Drop it another 5%, add a 5% federal tax on all sales, and then dump CBT for RBT, Watch things start to really turn around over there. ;^)
It is so simple, that they’ll never be able to wrap their heads around it, let alone implement it.
As for the prettiest girl in the room analogy, if the prettiest girl in the room is psycho, high maintenance, self centred, full of drama, and has severe jealousy issues, then pretty much any guy that has a bit of sense, and knows what he wants, would rather pick the ugly girl that will simply love him, and treat him like an equal partner.
Hear, here, Trina!
@Trina
Even in our case where they’ve gained in tax a share of our retirement savings, I feel pretty confident that after 2 1/2 years of shuffling our OVDI box from desk to desk waiting for some kind of direction from the policy makers above, they’ve netted US Treasury little gain from our “fair share”. And that doesn’t even begin to cover what it’s cost them in good will around the world.
There you go again, to quote a great American. You and most undereducated politicians pretend or actually believe that Corporations actually pay taxes. What they do is collect them and send them to the government and add every penny of all cost into the price of their product. Continuing to use companies as the conduit of taxes allows some large companies to collect the taxes from their customers and keep them as their very own money. That is the fault of politicians and it will continue to happen as long as they persist in the belief that they can somehow get the money. They cannot ever get the tax money unless they design a system that is not dependent on the honesty of large corporations and rich individuals. Oh Pardon me! There has been a system designed to do just that and you and all the weak kneed, weak minded politicians of both parties won’t even take a good look much less adopt it.

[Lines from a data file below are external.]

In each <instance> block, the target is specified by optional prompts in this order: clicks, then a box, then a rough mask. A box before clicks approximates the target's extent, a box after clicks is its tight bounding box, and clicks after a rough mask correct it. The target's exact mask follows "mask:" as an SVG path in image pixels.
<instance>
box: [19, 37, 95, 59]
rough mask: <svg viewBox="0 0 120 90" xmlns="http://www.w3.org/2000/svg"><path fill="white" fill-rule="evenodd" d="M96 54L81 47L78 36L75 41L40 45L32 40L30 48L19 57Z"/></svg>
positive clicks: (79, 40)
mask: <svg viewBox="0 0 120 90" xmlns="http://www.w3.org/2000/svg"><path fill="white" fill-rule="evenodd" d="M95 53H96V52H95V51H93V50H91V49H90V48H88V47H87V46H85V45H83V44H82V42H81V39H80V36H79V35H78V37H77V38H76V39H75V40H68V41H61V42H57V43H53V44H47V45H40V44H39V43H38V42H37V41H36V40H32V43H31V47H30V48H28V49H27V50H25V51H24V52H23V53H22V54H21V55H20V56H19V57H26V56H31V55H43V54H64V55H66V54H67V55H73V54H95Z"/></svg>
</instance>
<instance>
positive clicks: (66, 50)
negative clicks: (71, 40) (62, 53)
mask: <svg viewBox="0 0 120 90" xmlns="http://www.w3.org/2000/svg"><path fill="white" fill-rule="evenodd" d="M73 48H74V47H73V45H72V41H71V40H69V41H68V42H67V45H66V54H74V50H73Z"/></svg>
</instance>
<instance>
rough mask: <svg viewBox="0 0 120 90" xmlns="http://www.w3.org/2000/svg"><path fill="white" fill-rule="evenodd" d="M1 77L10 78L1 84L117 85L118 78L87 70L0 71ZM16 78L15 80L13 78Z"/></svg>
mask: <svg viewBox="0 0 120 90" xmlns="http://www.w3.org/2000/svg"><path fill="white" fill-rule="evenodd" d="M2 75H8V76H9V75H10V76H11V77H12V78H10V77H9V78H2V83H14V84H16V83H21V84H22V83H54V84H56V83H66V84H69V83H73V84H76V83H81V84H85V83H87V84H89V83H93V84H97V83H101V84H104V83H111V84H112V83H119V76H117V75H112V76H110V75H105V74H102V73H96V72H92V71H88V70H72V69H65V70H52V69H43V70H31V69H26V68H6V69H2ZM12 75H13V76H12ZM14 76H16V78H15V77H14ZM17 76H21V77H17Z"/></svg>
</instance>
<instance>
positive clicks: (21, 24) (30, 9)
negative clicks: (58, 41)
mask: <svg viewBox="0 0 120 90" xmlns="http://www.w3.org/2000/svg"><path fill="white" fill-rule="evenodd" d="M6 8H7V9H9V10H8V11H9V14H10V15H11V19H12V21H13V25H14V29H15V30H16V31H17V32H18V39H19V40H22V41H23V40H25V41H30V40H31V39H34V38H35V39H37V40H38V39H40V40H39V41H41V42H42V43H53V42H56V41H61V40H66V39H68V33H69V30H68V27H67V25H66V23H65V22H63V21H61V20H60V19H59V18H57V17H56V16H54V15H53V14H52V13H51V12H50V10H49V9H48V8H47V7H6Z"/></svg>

The idea that taxation of citizens no mater where they are in the world, drives the rich companies and rich individuals out of the country and attracts low education, low income people in, as the rich exit.

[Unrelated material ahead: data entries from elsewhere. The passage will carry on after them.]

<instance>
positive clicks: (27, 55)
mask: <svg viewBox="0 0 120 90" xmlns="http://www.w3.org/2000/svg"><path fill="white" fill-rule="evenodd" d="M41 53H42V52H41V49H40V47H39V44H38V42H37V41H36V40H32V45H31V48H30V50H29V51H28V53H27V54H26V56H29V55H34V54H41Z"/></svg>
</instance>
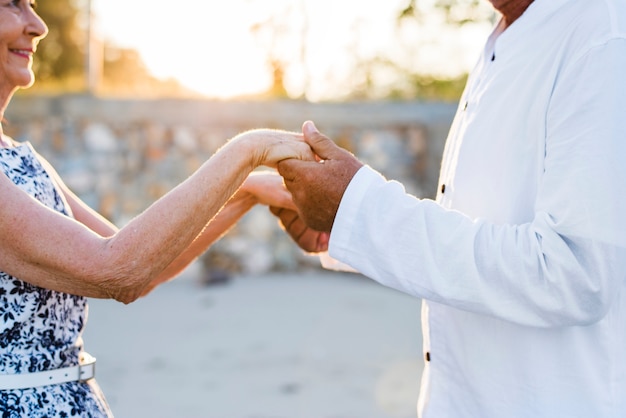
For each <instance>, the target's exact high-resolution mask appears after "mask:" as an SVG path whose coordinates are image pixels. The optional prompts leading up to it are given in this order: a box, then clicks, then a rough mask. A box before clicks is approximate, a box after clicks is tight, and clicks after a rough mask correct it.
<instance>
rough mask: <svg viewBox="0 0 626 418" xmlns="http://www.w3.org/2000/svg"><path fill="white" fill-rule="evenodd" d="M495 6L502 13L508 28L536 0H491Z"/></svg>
mask: <svg viewBox="0 0 626 418" xmlns="http://www.w3.org/2000/svg"><path fill="white" fill-rule="evenodd" d="M489 1H490V2H491V4H492V5H493V7H494V8H495V9H496V10H498V11H499V12H500V13H501V14H502V21H503V23H504V28H503V29H506V28H508V27H509V26H511V24H513V22H515V21H516V20H517V19H518V18H519V17H520V16H521V15H522V14H523V13H524V12H525V11H526V9H528V6H530V5H531V3H532V2H533V1H534V0H489Z"/></svg>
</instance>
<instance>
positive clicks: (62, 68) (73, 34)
mask: <svg viewBox="0 0 626 418" xmlns="http://www.w3.org/2000/svg"><path fill="white" fill-rule="evenodd" d="M79 1H80V0H45V1H41V2H38V3H37V13H38V14H39V15H40V16H41V17H42V18H43V20H44V21H45V22H46V24H47V25H48V28H49V30H50V32H49V33H48V36H47V37H46V38H45V39H44V40H43V41H42V42H41V43H40V44H39V47H38V49H37V55H36V59H35V61H34V63H33V70H34V72H35V75H36V76H37V79H38V80H39V81H40V82H43V83H46V82H53V81H54V82H58V81H59V80H72V82H79V83H80V80H81V77H82V75H83V71H84V70H83V65H84V44H85V31H84V29H83V28H81V12H80V4H79ZM82 87H83V86H80V87H79V88H82Z"/></svg>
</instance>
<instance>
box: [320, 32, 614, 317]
mask: <svg viewBox="0 0 626 418" xmlns="http://www.w3.org/2000/svg"><path fill="white" fill-rule="evenodd" d="M624 68H626V41H625V40H623V39H622V40H616V41H612V42H609V43H607V44H606V45H602V46H599V47H597V48H594V49H593V50H591V51H589V52H588V53H587V54H585V55H584V56H581V57H580V59H578V60H577V61H576V66H575V68H570V69H569V70H567V69H566V70H564V71H565V73H564V74H563V76H562V79H561V80H560V82H559V85H557V86H556V87H555V91H554V94H553V98H552V103H551V104H550V110H549V111H548V114H547V115H546V118H547V119H548V124H547V126H548V132H547V133H546V153H545V156H544V166H545V172H544V174H543V176H542V179H541V184H540V187H539V192H538V194H537V196H534V197H533V199H535V208H536V209H535V214H534V218H533V219H532V220H529V221H528V222H527V223H523V224H517V225H513V224H511V225H508V224H494V223H490V222H488V221H486V220H484V219H480V218H477V219H470V218H469V217H468V216H466V215H464V214H463V213H460V212H458V211H454V210H449V209H445V208H443V207H442V206H440V205H439V204H437V203H436V202H434V201H432V200H428V199H418V198H416V197H414V196H411V195H409V194H407V193H406V192H405V190H404V188H403V187H402V185H401V184H400V183H398V182H395V181H387V180H386V179H385V178H383V177H382V176H381V175H380V174H378V173H377V172H375V171H374V170H372V169H371V168H369V167H363V168H361V170H360V171H359V172H358V173H357V175H356V176H355V177H354V178H353V180H352V182H351V183H350V185H349V187H348V189H347V190H346V192H345V194H344V197H343V200H342V202H341V205H340V207H339V211H338V213H337V217H336V219H335V223H334V225H333V230H332V233H331V239H330V248H329V253H330V255H331V256H332V257H333V258H336V259H338V260H340V261H342V262H344V263H346V264H348V265H350V266H353V267H354V268H355V269H357V270H358V271H360V272H361V273H363V274H364V275H366V276H368V277H370V278H372V279H374V280H376V281H378V282H380V283H381V284H383V285H385V286H389V287H392V288H395V289H397V290H400V291H402V292H405V293H408V294H411V295H414V296H417V297H421V298H425V299H428V300H432V301H435V302H438V303H442V304H446V305H449V306H452V307H455V308H458V309H462V310H467V311H470V312H475V313H481V314H486V315H490V316H493V317H497V318H500V319H504V320H507V321H511V322H515V323H519V324H523V325H529V326H538V327H553V326H568V325H584V324H589V323H593V322H596V321H598V320H600V319H601V318H602V317H603V316H604V315H605V314H606V312H607V311H608V309H609V308H610V305H611V303H612V301H613V300H614V296H615V295H616V294H618V292H620V291H621V290H622V289H623V285H624V281H625V279H626V221H625V219H626V218H625V216H626V122H625V121H624V120H625V119H626V106H625V105H624V100H626V99H625V98H626V73H625V72H624V71H623V69H624ZM572 101H575V103H577V105H576V106H571V103H572ZM560 103H569V105H568V106H559V104H560ZM562 109H567V111H566V112H563V111H562ZM494 175H497V173H494ZM494 204H497V200H496V201H494Z"/></svg>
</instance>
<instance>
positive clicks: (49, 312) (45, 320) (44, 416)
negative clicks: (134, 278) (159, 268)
mask: <svg viewBox="0 0 626 418" xmlns="http://www.w3.org/2000/svg"><path fill="white" fill-rule="evenodd" d="M0 172H1V174H0V175H6V176H7V177H9V179H11V181H13V183H15V184H16V185H17V186H18V187H19V188H21V189H22V190H23V191H25V192H26V193H28V194H29V195H31V196H32V197H34V198H35V199H37V200H38V201H40V202H41V203H42V204H44V205H46V206H47V207H49V208H51V209H54V210H56V211H57V212H61V213H63V214H64V215H66V216H71V214H70V213H69V210H68V209H67V207H66V204H65V201H64V199H63V198H62V197H61V193H60V192H59V191H58V190H57V188H56V187H55V183H54V182H53V181H52V179H51V178H50V177H49V175H48V173H47V172H46V171H45V169H44V168H43V166H42V165H41V163H40V162H39V160H38V159H37V156H36V153H35V151H34V150H33V148H32V147H31V145H30V144H29V143H24V144H21V145H18V146H16V147H14V148H0ZM2 199H3V197H2V196H0V204H2ZM0 239H10V237H0ZM68 239H69V238H68ZM0 317H1V322H0V324H1V325H0V375H2V374H15V373H32V372H38V371H44V370H50V369H57V368H60V367H68V366H74V365H76V364H78V358H79V356H80V353H81V352H82V349H83V343H82V337H81V335H82V332H83V327H84V325H85V321H86V318H87V301H86V299H85V298H84V297H81V296H75V295H70V294H67V293H61V292H56V291H52V290H48V289H43V288H40V287H37V286H33V285H31V284H29V283H27V282H24V281H22V280H20V279H19V278H16V277H12V276H10V275H8V274H6V273H4V272H1V271H0ZM112 416H113V414H112V413H111V411H110V410H109V407H108V405H107V402H106V400H105V398H104V396H103V395H102V392H101V391H100V388H99V387H98V385H97V383H96V382H95V380H93V379H92V380H90V381H89V382H87V383H81V382H69V383H62V384H57V385H48V386H43V387H38V388H32V389H21V390H0V417H2V418H13V417H39V418H43V417H49V418H52V417H90V418H96V417H112Z"/></svg>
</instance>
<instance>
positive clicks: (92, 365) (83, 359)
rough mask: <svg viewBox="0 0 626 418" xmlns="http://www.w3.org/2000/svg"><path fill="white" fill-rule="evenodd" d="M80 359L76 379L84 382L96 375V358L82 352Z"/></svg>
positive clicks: (91, 378) (94, 376)
mask: <svg viewBox="0 0 626 418" xmlns="http://www.w3.org/2000/svg"><path fill="white" fill-rule="evenodd" d="M82 360H83V361H82V362H80V364H79V365H78V381H79V382H86V381H88V380H90V379H93V378H94V377H95V376H96V358H95V357H92V356H90V355H89V354H87V353H84V357H83V359H82Z"/></svg>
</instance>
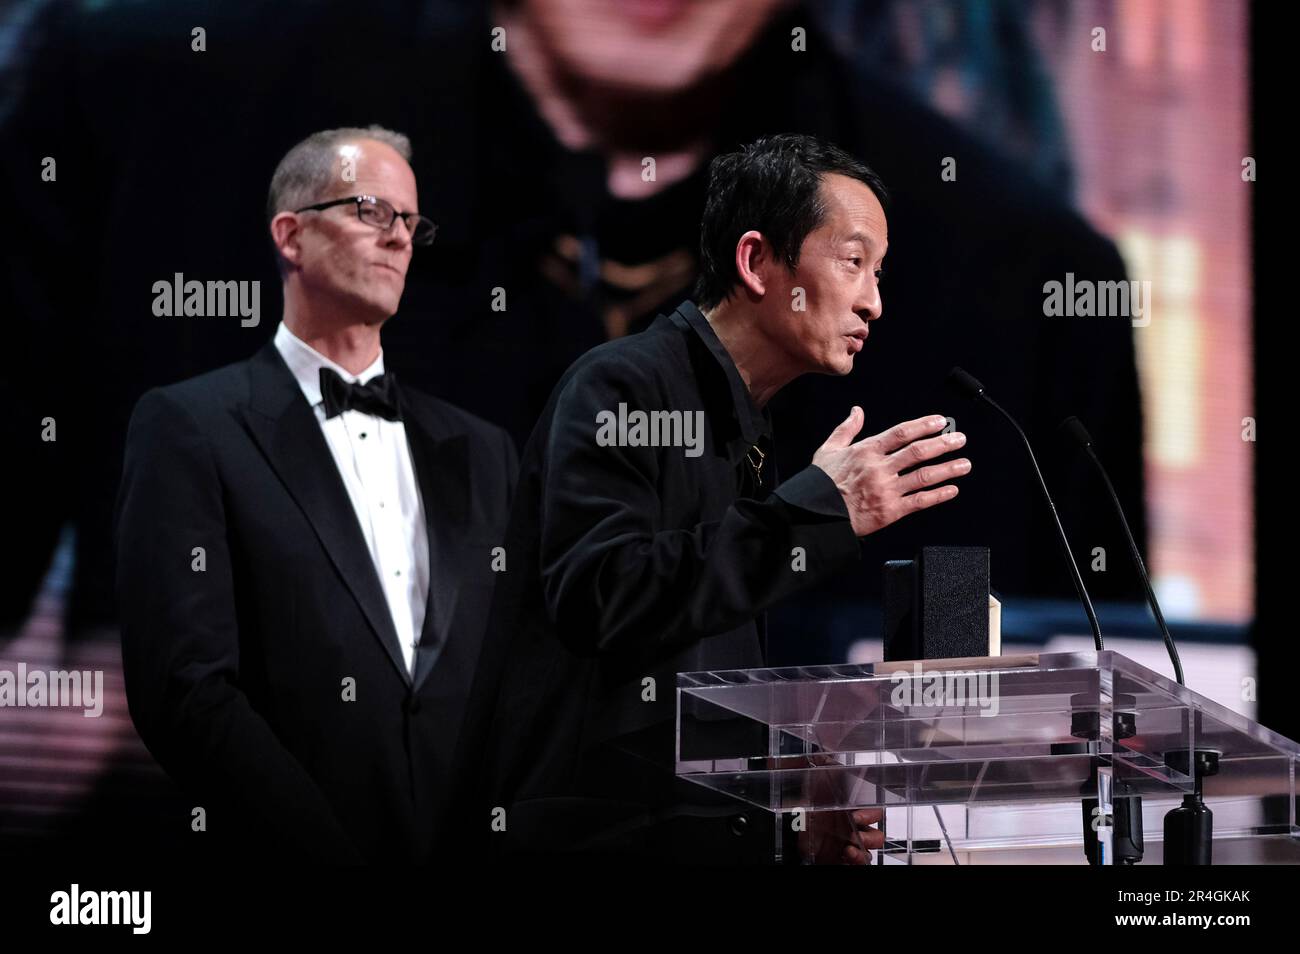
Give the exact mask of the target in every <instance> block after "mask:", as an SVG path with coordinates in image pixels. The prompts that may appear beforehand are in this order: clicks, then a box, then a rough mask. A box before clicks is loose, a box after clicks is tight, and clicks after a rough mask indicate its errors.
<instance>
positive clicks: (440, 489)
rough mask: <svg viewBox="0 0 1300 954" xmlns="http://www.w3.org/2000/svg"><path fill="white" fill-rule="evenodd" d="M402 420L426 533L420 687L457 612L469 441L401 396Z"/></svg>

It is none of your business where capital is invested and when you wake up and pass the FairTax, you will lose control of the campaign contributions used to keep a bunch of old farts in office, and save the nation. We need the rich to provide jobs, we need corporations to provide jobs, we need no income taxes to be competative in the export of manufactured goods, we need capital to be able to be invested where ever it can earn the best return and with capitalism instead of Marxist Income Taxes it would be in The Good Old U.S.A.
Details aside, I agree 100 percent with this article.